Whether stress hyperglycaemia represents an appropriate physiological response in fit and healthy individuals or is a dysregulated response predisposing to adverse outcomes is fiercely debated. Stress hyperglycaemia following acute tissue injury has been described well before the rise in the incidence of obesity within the general population. Hyperglycaemia following tissue injury may have both beneficial and deleterious actions for the host following major tissue injury. Potentially beneficial actions include the osmotic actions of glucose that maintain circulating volume following injury and the generation of a favourable concentration gradient for glucose to enter leucocytes and other cells involved in the inflammatory response. However, hyperglycaemia has multiple deleterious effects on cells including increased oxidative stress with higher concentrations of ROS species.
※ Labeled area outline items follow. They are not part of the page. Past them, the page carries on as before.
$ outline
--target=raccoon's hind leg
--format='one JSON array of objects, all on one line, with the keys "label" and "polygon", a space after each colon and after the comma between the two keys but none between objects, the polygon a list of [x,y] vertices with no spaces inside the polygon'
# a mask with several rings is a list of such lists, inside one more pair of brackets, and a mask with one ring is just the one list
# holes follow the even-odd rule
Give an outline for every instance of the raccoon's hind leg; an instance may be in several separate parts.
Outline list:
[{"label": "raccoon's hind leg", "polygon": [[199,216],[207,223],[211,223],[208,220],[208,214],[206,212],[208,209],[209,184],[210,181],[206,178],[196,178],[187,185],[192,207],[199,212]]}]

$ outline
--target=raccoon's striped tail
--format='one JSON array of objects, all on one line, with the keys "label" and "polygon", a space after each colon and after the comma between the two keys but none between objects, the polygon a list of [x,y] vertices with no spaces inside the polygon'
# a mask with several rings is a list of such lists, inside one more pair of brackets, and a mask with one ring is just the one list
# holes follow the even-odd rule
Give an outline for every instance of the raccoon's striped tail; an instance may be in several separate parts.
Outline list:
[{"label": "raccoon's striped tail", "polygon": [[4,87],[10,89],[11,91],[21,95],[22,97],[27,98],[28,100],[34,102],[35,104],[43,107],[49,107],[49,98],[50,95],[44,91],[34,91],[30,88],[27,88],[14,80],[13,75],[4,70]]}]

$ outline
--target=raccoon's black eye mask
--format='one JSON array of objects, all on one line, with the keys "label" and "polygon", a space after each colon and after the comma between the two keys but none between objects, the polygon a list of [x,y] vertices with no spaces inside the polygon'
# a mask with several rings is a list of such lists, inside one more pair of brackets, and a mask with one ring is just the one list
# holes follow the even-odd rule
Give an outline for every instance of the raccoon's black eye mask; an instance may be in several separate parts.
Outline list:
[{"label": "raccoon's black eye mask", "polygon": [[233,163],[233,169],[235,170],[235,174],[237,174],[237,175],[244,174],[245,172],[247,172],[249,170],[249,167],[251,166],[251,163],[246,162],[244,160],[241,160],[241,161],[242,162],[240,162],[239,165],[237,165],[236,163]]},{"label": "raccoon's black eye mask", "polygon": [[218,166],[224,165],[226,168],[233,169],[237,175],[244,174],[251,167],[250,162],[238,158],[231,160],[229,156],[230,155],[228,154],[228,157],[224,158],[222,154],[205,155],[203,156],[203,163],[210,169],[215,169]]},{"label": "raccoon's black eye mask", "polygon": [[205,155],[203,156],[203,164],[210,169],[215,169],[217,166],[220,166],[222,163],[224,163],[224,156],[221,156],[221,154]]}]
This controversy reflects the different mechanisms regulating blood glucose concentrations during the stress response and their relationship to asymptomatic metabolic factors including obesity and impaired glucose tolerance. In fit and metabolically healthy individuals it remains unclear whether stress hyperglycaemia is an appropriate physiological response to severe tissue injury. It also remains unclear if the temporary deleterious effects of hyperglycaemia are a necessary price the host pays to deliver an adequate glucose load to leucocytes and the innate immune system.